If you go back up and read this thread ^^^, you're talking about your messed up timing, then "BOOM!" with no followup on the cause. I didn't realize THIS boom was THE "900 HP Boom" from the unstable wastegate configuration. WTF, I don't know how many motors you've blown, my bad.

I also wanted to share with others who might read this, that we checked my timing to my satisfaction. First we tried the -5, 15 degree split previously suggested in this thread. But homey don't play that game. It really doesn't want to idle at 5 degrees retarded like that.

But the obvious thing to try was 0, 20 degree split (Gregg suggested I think) and this worked great. Procedure:

1. Set ECU to 0 degrees IGL, -20 IGT across the whole map.
2. Disable ISC and anything else that might affect timing.
3. Connect timing light to Front rotor IGT (upper) wire.
4. 20 degree ATDC V-notch on toothed wheel ought to line up with the pin on the front cover.

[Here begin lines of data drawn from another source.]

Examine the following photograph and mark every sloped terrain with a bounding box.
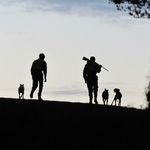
[0,98,150,150]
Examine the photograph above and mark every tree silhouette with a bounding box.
[109,0,150,19]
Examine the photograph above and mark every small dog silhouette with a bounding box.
[102,88,109,105]
[18,84,24,99]
[111,88,122,106]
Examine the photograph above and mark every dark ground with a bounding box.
[0,98,150,150]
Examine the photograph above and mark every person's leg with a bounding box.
[87,82,93,104]
[93,77,98,104]
[30,79,38,98]
[38,79,43,100]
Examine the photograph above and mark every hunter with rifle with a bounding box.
[83,56,108,104]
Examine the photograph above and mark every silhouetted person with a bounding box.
[18,84,25,99]
[102,88,109,105]
[111,88,122,106]
[83,56,101,104]
[30,53,47,100]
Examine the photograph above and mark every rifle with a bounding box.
[82,57,109,71]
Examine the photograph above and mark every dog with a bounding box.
[102,88,109,105]
[111,88,122,106]
[18,84,25,99]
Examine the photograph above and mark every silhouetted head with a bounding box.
[39,53,45,60]
[90,56,95,62]
[114,88,120,93]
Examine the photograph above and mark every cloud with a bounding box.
[0,0,115,15]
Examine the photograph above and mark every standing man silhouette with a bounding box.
[83,56,102,104]
[30,53,47,100]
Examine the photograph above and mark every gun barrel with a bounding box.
[102,66,109,71]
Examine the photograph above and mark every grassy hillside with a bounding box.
[0,98,150,150]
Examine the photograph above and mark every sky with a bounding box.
[0,0,150,108]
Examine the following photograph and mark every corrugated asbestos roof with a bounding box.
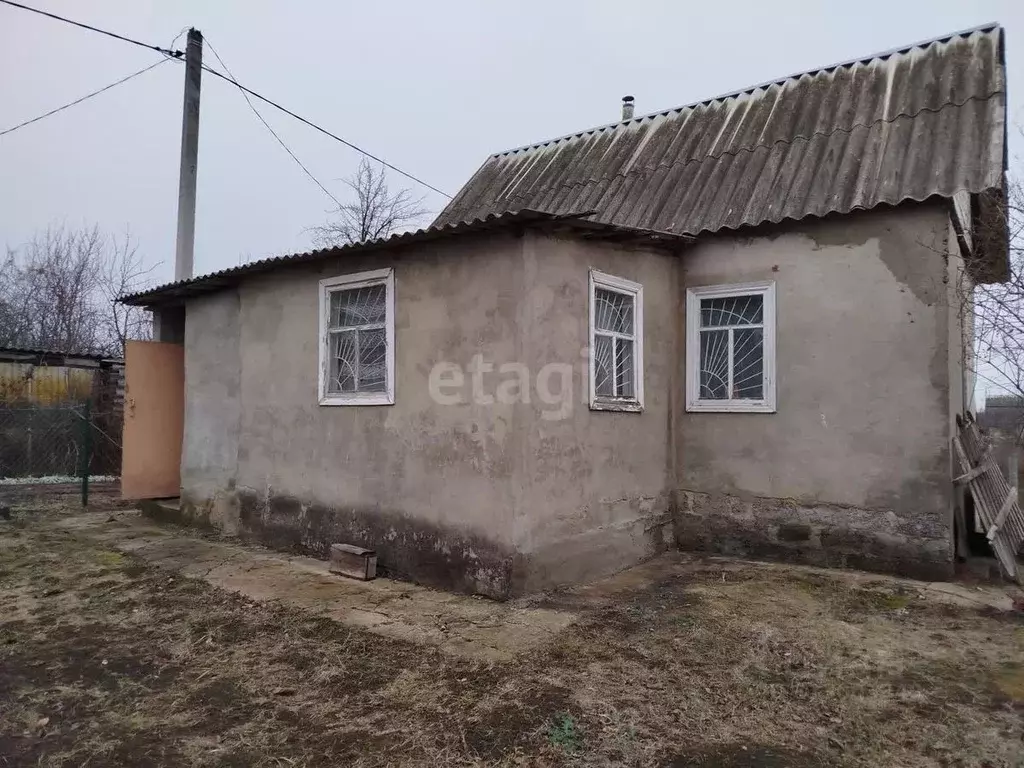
[121,209,686,306]
[435,24,1007,236]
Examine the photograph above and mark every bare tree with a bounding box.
[98,225,157,357]
[957,177,1024,426]
[309,158,428,248]
[0,225,152,356]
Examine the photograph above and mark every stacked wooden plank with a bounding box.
[953,413,1024,582]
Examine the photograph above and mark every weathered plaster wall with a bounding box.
[181,290,242,531]
[182,233,678,597]
[677,205,959,572]
[196,236,522,595]
[515,234,679,590]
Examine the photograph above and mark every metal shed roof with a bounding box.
[121,209,688,306]
[435,24,1007,244]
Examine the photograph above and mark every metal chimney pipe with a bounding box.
[623,96,633,120]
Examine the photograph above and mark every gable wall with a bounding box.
[677,204,962,570]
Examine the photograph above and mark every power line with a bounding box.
[199,64,452,200]
[0,60,171,136]
[0,0,452,200]
[0,0,184,58]
[205,38,341,208]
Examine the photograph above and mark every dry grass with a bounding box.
[0,495,1024,768]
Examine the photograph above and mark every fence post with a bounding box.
[79,398,92,507]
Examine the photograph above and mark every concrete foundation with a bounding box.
[675,490,953,581]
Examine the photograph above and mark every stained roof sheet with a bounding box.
[435,24,1007,236]
[121,209,685,306]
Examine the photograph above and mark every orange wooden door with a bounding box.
[121,341,185,499]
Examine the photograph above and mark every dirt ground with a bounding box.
[0,489,1024,768]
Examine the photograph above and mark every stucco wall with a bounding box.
[181,290,242,529]
[678,205,961,569]
[516,236,679,589]
[182,233,678,597]
[229,237,521,595]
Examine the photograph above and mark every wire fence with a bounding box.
[0,400,122,482]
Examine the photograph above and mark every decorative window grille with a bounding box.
[686,283,775,412]
[319,269,394,406]
[590,270,643,411]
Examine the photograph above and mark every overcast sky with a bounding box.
[0,0,1024,283]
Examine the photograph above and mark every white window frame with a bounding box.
[686,281,776,414]
[317,267,394,406]
[588,269,643,413]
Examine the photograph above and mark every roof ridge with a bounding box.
[446,90,1001,222]
[491,22,1002,159]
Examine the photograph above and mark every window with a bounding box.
[686,283,775,413]
[590,269,643,411]
[319,269,394,406]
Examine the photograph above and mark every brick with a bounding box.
[330,544,377,582]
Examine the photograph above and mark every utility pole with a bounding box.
[174,29,203,281]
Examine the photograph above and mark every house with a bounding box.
[125,25,1008,597]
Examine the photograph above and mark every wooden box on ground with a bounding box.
[331,544,377,582]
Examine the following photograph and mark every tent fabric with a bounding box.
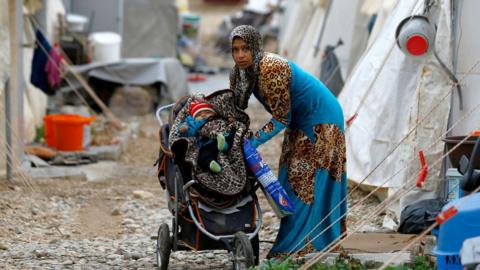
[279,0,368,80]
[339,0,449,187]
[339,0,452,218]
[122,0,178,58]
[70,58,188,100]
[449,1,480,136]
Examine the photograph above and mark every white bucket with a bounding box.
[89,32,122,62]
[66,14,88,32]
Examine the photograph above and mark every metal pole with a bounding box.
[5,78,13,181]
[313,0,333,57]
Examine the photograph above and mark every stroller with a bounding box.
[156,90,262,269]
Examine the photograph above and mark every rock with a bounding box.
[205,252,215,259]
[62,260,74,265]
[133,190,153,199]
[122,218,135,225]
[108,86,153,117]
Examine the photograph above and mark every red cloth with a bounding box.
[189,100,214,118]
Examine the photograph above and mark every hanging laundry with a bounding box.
[45,44,63,88]
[30,29,61,95]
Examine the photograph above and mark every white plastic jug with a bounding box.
[89,32,122,62]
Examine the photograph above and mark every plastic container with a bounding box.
[54,115,95,151]
[443,168,463,202]
[89,32,122,62]
[180,13,200,40]
[43,114,95,151]
[437,255,463,270]
[395,15,436,57]
[243,140,295,218]
[43,114,56,148]
[433,193,480,269]
[66,14,88,32]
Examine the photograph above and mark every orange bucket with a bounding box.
[43,114,56,148]
[44,114,95,151]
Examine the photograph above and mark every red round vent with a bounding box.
[405,34,429,56]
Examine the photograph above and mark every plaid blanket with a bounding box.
[169,90,250,196]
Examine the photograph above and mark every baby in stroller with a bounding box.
[179,100,235,173]
[156,89,262,270]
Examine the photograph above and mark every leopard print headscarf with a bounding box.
[230,25,263,110]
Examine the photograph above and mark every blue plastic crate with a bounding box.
[437,254,463,270]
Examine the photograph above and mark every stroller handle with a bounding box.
[155,103,175,126]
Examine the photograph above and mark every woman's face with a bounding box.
[232,37,253,69]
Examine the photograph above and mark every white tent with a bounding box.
[339,0,480,215]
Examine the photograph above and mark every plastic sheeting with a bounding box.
[279,0,368,79]
[339,0,452,214]
[451,1,480,136]
[122,0,178,58]
[71,58,188,100]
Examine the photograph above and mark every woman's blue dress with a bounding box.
[253,54,347,257]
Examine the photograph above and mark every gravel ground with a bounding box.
[0,104,379,269]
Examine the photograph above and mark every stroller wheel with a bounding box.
[157,223,172,270]
[233,232,255,270]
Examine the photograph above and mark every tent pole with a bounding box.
[313,0,333,57]
[4,78,13,182]
[7,0,25,179]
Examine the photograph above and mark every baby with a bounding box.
[179,100,233,173]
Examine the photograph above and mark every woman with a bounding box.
[230,25,347,257]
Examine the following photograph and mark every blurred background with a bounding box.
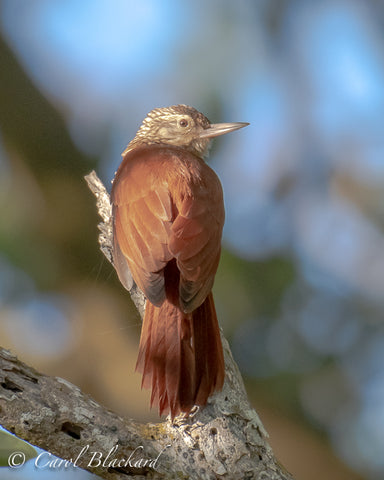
[0,0,384,480]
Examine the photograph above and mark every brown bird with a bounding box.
[111,105,248,418]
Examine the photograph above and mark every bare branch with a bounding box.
[0,172,293,480]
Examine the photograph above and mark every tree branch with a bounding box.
[0,172,292,480]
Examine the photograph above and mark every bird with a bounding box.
[111,105,249,420]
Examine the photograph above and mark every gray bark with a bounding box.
[0,172,293,480]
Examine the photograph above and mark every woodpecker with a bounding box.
[111,105,248,419]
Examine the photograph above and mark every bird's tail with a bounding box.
[136,293,224,418]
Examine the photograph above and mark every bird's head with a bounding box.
[123,105,248,157]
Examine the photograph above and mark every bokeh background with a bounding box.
[0,0,384,480]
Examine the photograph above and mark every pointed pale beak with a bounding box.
[199,122,249,138]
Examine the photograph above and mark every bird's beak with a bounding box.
[199,122,249,138]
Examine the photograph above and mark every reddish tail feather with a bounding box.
[136,293,224,419]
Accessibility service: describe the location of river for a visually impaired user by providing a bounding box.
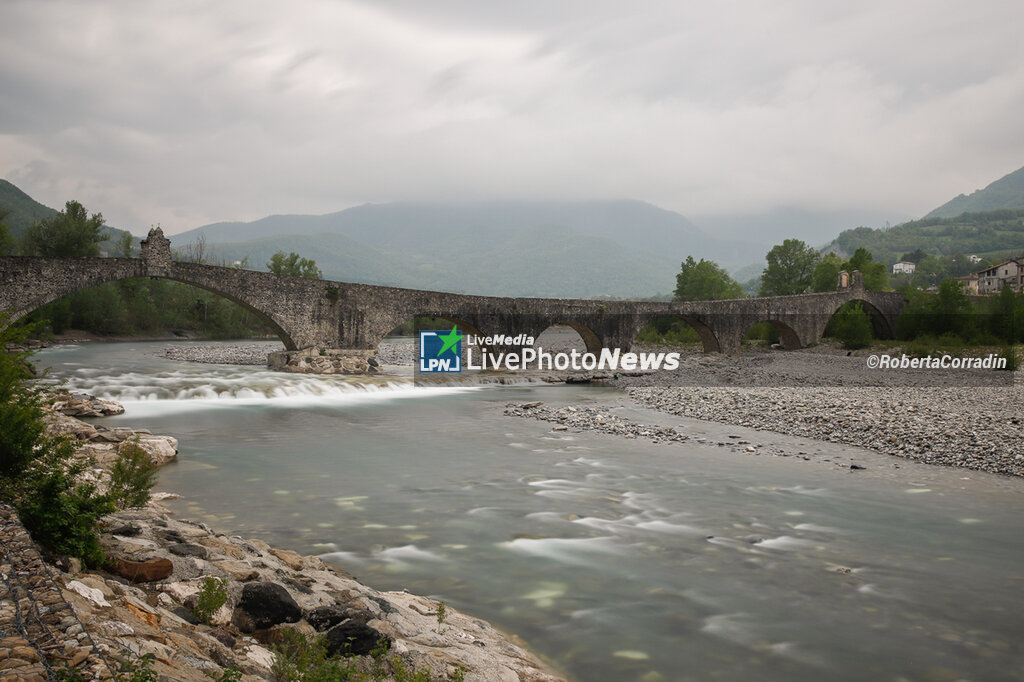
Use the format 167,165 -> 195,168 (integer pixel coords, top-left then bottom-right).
37,342 -> 1024,682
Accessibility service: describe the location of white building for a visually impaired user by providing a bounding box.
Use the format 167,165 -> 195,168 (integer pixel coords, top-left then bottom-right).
893,260 -> 918,274
978,257 -> 1024,294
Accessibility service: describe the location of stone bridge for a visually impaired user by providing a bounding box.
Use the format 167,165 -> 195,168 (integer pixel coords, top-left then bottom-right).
0,228 -> 905,366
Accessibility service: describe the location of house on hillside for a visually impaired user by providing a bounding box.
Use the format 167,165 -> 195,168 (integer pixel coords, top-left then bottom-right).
956,274 -> 979,296
978,256 -> 1024,294
893,260 -> 918,274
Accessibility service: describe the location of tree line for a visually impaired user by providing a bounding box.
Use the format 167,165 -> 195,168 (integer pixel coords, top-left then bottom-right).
655,235 -> 1024,354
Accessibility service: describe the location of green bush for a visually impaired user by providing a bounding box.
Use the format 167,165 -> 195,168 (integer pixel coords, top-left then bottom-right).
271,630 -> 466,682
193,576 -> 227,624
110,437 -> 157,509
0,317 -> 152,566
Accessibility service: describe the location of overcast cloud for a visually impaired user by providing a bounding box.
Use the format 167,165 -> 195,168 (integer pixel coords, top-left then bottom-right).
0,0 -> 1024,233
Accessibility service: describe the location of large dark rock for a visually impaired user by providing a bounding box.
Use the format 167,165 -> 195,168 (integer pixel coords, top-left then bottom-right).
327,619 -> 391,656
306,604 -> 371,632
231,583 -> 302,633
106,558 -> 174,583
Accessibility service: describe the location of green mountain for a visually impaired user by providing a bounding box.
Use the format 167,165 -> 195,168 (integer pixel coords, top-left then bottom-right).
199,220 -> 679,298
829,209 -> 1024,264
925,168 -> 1024,219
0,179 -> 138,254
827,163 -> 1024,264
178,201 -> 745,297
0,180 -> 56,239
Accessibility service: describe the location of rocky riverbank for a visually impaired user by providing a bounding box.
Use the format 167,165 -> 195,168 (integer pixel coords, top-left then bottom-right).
506,346 -> 1024,475
163,343 -> 284,367
8,395 -> 561,682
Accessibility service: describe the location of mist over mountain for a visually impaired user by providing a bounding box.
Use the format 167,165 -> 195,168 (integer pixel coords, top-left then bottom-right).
925,168 -> 1024,218
171,201 -> 763,297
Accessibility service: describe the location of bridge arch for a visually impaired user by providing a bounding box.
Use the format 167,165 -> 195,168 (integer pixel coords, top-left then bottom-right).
0,257 -> 298,350
370,309 -> 486,348
532,318 -> 604,355
740,317 -> 804,350
633,312 -> 722,353
822,298 -> 896,339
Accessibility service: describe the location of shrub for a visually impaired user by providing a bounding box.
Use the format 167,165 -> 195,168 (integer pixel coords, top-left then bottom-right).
110,438 -> 157,509
0,316 -> 153,566
193,576 -> 227,624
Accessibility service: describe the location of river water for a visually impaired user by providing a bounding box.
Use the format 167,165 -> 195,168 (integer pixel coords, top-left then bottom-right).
38,342 -> 1024,682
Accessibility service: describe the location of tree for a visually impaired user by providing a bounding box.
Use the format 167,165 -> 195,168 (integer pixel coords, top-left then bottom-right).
843,247 -> 889,291
0,209 -> 17,256
761,240 -> 818,296
266,251 -> 324,280
900,249 -> 928,264
811,253 -> 849,292
22,201 -> 103,258
674,256 -> 743,301
0,317 -> 154,566
118,232 -> 132,258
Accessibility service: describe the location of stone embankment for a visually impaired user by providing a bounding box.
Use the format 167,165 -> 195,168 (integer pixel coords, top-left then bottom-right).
0,395 -> 561,682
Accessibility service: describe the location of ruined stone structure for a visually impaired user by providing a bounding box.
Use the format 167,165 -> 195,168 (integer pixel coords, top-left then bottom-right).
0,228 -> 904,358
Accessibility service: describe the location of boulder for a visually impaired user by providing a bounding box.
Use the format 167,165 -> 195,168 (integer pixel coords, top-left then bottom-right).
106,558 -> 174,583
213,559 -> 259,583
43,413 -> 97,440
270,547 -> 302,570
51,393 -> 125,417
231,582 -> 302,633
118,433 -> 178,466
327,619 -> 391,656
306,604 -> 372,632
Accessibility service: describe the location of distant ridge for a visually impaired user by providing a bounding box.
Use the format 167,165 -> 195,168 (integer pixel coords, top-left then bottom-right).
171,200 -> 763,298
0,180 -> 56,239
925,168 -> 1024,218
0,179 -> 138,252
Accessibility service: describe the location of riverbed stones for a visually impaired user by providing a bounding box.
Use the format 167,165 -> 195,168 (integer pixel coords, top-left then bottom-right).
327,619 -> 391,656
50,393 -> 125,417
231,582 -> 302,633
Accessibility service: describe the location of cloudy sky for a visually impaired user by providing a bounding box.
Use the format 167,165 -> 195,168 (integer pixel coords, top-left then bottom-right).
0,0 -> 1024,233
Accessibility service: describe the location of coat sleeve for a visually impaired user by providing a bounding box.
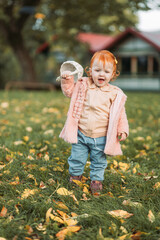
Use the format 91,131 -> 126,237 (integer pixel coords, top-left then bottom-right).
118,107 -> 129,136
61,76 -> 75,98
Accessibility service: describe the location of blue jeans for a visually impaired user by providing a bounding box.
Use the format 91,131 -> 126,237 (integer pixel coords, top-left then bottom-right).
68,130 -> 107,181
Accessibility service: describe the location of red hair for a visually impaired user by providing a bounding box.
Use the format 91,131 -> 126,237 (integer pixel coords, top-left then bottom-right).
86,50 -> 120,81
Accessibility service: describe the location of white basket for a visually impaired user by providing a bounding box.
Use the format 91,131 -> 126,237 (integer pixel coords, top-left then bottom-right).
56,61 -> 84,82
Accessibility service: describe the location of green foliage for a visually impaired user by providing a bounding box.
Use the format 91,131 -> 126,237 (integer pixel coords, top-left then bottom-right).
0,91 -> 160,240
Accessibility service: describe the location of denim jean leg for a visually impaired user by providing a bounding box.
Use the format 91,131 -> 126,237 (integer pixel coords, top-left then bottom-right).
90,137 -> 107,181
68,131 -> 89,176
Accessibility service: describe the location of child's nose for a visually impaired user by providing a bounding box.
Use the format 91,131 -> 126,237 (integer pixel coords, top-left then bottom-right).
100,71 -> 104,76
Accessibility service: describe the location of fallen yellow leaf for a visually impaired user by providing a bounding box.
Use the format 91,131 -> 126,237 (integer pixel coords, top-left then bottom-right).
153,182 -> 160,189
21,188 -> 38,199
53,200 -> 69,210
107,210 -> 133,219
23,136 -> 29,142
122,200 -> 142,207
148,210 -> 155,223
57,188 -> 73,196
27,174 -> 38,186
0,206 -> 7,217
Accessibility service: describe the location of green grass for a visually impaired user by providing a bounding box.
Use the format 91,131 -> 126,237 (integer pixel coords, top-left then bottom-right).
0,91 -> 160,240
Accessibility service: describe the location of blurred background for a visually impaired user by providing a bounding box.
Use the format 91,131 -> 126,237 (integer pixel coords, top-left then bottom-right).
0,0 -> 160,91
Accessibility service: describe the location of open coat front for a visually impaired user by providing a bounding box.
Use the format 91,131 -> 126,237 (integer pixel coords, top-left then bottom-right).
60,77 -> 129,156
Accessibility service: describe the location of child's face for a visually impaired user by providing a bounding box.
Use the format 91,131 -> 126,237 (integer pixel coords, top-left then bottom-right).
91,59 -> 113,87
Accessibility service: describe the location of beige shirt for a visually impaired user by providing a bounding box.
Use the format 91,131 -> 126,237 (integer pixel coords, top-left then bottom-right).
78,79 -> 118,138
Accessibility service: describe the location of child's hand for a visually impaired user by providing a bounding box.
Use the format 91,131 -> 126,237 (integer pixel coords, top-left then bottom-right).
61,71 -> 73,80
118,132 -> 127,142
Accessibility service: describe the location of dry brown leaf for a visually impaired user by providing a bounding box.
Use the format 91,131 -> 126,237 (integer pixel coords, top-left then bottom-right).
57,188 -> 73,196
83,186 -> 89,194
21,188 -> 38,199
46,208 -> 53,223
153,182 -> 160,189
57,210 -> 69,218
25,225 -> 33,234
71,194 -> 79,205
56,226 -> 81,240
119,162 -> 130,172
72,179 -> 83,188
27,174 -> 38,186
0,206 -> 7,217
36,223 -> 46,231
107,210 -> 133,219
39,181 -> 47,189
56,228 -> 68,240
148,210 -> 155,223
71,212 -> 78,217
49,214 -> 64,224
53,200 -> 69,210
122,200 -> 142,207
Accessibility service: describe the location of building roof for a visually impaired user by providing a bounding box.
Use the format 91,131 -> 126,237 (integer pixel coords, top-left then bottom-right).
77,33 -> 115,52
37,28 -> 160,53
78,28 -> 160,52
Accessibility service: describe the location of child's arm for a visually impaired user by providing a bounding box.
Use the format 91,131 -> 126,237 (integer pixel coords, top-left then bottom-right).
61,71 -> 75,97
118,107 -> 129,141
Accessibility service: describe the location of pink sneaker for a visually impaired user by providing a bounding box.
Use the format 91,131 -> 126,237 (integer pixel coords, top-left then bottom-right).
90,181 -> 103,195
69,175 -> 82,183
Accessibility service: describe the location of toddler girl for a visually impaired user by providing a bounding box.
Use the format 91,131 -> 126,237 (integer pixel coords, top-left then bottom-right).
60,50 -> 129,194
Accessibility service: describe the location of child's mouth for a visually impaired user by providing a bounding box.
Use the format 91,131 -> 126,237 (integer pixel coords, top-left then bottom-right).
98,78 -> 104,83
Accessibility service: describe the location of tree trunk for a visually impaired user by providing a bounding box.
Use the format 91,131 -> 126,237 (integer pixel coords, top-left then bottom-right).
8,32 -> 37,82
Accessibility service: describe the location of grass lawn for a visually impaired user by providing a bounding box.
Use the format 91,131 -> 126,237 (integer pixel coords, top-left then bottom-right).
0,91 -> 160,240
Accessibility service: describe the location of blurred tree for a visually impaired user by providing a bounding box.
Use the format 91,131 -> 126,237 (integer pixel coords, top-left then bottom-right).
0,0 -> 40,81
0,0 -> 158,81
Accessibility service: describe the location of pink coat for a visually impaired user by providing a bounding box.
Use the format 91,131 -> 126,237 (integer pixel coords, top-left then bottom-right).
60,77 -> 129,156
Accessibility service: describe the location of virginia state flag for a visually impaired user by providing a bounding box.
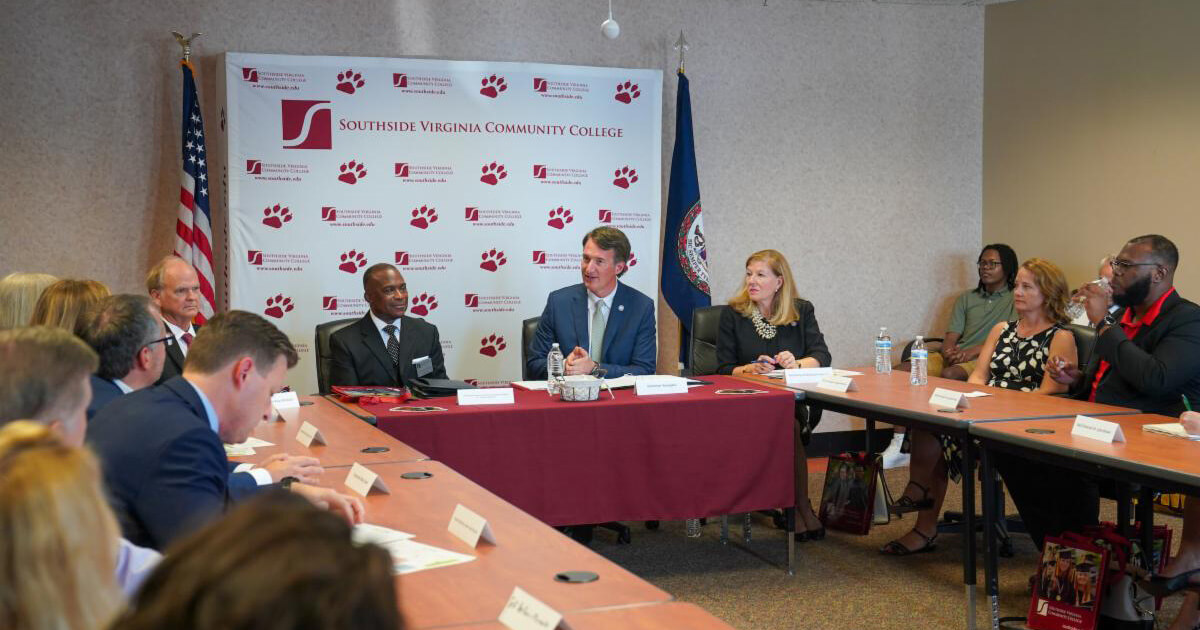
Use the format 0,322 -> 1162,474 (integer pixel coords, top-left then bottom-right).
662,72 -> 712,362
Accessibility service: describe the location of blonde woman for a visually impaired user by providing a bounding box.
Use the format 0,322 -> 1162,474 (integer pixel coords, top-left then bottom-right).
716,250 -> 832,541
29,280 -> 110,337
0,420 -> 124,630
0,271 -> 59,330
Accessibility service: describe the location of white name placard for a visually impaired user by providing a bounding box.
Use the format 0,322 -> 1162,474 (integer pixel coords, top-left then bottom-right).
817,374 -> 858,394
784,367 -> 833,385
448,503 -> 496,547
929,388 -> 971,409
458,388 -> 516,407
499,587 -> 568,630
296,420 -> 325,449
635,374 -> 688,396
346,462 -> 391,497
1070,415 -> 1124,444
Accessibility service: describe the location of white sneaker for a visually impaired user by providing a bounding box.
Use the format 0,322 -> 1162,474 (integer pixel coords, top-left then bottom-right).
881,433 -> 911,469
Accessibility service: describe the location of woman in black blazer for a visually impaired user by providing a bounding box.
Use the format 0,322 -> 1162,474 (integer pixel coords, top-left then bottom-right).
716,250 -> 832,541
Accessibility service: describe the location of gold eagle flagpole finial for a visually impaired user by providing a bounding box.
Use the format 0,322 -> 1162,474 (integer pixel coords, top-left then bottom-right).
170,31 -> 204,64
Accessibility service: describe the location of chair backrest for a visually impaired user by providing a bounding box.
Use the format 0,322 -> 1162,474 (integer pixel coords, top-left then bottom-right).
316,317 -> 360,395
521,317 -> 541,380
688,304 -> 728,377
1067,324 -> 1096,398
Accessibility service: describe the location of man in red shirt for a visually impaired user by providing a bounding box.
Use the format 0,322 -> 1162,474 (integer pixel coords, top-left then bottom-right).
996,234 -> 1200,547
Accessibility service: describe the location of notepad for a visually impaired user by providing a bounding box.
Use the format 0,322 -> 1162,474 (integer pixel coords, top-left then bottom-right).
1141,422 -> 1200,442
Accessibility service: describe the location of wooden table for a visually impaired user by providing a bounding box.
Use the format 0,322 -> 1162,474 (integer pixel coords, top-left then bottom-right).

In my case (using an APEXi Power FC, not Wolf), the timing was slightly early (notch biased to the left of the pin). We reset the PFC to 21 degree split (0 IGL, -21 IGT) and found that it was slightly late. So the way my sensors are installed, my ECU puts out timing which is about 1/2 degree early (advanced). This should be close enough for my needs!!

Note this does not directly check the IGL timing, but does ensure that you have the trailing wires hooked up right and that your overall timing is correct (assuming you can trust your ECU to put out IGL correctly if it puts out IGT correctly). If you made a 0 ATDC mark on your toothed wheel: you can check IGL too (with the 0, 20 split timing) by connecting the light to either leading (lower) plug wire. Since both IGL wires fire every time (one wasted and one not per revolution), the timing light should catch the wrong side of the wheel half the time, and the 0 ATDC mark the other half of the time.